The sponsor of the bill, Senator Jerry Stevenson, R-District 21, said moving the Draper prison is a no brainer, but a new poll from the University of Utah shows more than 30 percent of Utahns don't want the prison relocated and 21 percent are unsure.
"We will put about $250 million into Draper over the next 20 years in repair if we don't move, and the prison property certainly has some value,” Stevenson said.
The commission, approved by the Utah legislature, has been two years in the making. The Prison Relocation and Development Authority has been working on figuring out how much the state stands to gain by moving the Draper prison, a facility which houses more than 4,000 inmates and sits on 680 acres worth millions if sold.
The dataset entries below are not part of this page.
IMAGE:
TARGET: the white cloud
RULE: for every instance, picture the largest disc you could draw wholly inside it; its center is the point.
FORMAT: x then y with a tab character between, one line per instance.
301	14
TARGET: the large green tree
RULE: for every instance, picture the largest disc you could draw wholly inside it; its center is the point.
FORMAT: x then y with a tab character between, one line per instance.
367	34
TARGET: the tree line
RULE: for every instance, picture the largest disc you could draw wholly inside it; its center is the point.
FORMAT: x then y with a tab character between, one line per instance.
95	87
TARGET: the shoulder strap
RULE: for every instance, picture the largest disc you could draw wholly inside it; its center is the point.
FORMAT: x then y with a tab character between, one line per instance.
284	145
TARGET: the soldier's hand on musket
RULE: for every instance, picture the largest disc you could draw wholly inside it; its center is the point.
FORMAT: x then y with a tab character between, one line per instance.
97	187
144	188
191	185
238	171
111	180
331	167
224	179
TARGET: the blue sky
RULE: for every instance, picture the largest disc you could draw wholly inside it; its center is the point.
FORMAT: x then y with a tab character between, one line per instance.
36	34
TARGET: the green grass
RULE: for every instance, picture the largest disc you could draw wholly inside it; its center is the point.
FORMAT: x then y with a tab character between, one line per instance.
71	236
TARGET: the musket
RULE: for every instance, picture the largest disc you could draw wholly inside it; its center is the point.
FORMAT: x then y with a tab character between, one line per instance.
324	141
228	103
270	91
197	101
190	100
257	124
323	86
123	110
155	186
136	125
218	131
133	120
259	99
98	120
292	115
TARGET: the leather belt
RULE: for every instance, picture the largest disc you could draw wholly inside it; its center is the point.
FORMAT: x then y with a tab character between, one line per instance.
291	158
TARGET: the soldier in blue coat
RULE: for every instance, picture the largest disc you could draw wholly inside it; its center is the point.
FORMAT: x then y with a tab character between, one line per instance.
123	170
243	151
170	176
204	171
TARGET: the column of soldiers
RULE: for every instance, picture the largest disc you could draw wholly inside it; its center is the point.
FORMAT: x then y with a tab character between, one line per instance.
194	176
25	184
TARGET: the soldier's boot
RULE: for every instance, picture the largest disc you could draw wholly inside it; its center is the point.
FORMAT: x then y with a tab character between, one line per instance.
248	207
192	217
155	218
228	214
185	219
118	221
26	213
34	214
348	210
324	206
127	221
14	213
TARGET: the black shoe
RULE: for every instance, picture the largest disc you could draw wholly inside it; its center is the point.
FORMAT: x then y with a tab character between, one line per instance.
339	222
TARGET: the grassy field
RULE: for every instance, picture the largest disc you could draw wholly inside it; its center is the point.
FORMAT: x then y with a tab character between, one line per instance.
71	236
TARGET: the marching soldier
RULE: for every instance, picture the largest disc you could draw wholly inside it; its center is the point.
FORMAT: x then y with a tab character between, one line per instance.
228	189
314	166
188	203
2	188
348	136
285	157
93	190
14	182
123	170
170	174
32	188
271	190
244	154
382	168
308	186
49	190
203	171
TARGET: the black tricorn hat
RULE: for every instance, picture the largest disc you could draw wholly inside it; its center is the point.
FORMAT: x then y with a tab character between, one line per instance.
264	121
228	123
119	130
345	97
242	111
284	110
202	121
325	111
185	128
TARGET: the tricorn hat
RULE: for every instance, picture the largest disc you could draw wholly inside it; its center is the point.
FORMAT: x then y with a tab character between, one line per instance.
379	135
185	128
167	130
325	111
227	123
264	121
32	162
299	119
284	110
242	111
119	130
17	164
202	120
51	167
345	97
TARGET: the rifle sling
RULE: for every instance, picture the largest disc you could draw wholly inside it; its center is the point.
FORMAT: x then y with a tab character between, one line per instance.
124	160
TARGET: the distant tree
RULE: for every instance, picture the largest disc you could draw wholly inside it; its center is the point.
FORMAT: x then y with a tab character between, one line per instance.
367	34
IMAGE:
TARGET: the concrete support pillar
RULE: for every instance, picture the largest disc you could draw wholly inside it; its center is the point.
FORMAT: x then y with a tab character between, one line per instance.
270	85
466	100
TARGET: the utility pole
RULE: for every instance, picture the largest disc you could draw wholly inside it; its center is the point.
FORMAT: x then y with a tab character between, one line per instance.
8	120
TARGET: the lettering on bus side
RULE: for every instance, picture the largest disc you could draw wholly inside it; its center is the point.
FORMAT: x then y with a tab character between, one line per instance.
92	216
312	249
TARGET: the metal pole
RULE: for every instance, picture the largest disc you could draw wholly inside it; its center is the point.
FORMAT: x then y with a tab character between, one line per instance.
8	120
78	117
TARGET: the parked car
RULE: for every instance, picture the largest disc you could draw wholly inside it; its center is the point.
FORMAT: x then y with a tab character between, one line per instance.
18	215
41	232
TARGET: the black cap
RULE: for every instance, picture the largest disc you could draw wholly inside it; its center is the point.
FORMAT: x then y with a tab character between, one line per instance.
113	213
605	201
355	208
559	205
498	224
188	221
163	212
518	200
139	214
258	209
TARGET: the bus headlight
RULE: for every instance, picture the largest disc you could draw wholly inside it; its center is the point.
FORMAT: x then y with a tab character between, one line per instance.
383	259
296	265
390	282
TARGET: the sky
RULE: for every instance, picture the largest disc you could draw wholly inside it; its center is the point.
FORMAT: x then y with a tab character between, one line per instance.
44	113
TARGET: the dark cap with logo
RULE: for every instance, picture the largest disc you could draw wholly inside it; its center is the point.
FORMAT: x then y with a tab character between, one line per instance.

A study by PRADA indicates it would cost $783 million to keep the prison at its current location over the next two decades, but a move could generate a $1.8 billion economic boost annually.
"If you look at across the Wasatch Front, if you look at the I80 corridor you will see there are some locations that fits into it really well," Stevenson said.
It's not clear where the Draper prison would relocate, if at all. That will be up to the new seven-member commission, made up of three Senators and four House Representatives, to decide.
Ultimately the Utah legislature has to approve the plan, which could come as early as next year. The commission has $3.5 million to play with; the money will most likely be used to bid on potential property for the new prison site.
As for what happens to the vacancy left behind in Draper, Stevenson said there's a lot to be built.
"I think what could possibly get there is if we look at what we have 114th South and you look at Adobe, I think you end up with is a Silicon Strip, if you will, of very high-tech businesses,” he said.
That's an area often referred to as the Silicon Slopes of Utah. This marks the beginning of the real debate over where the Draper prison should move, an answer Utahns will have by about this time next legislative session.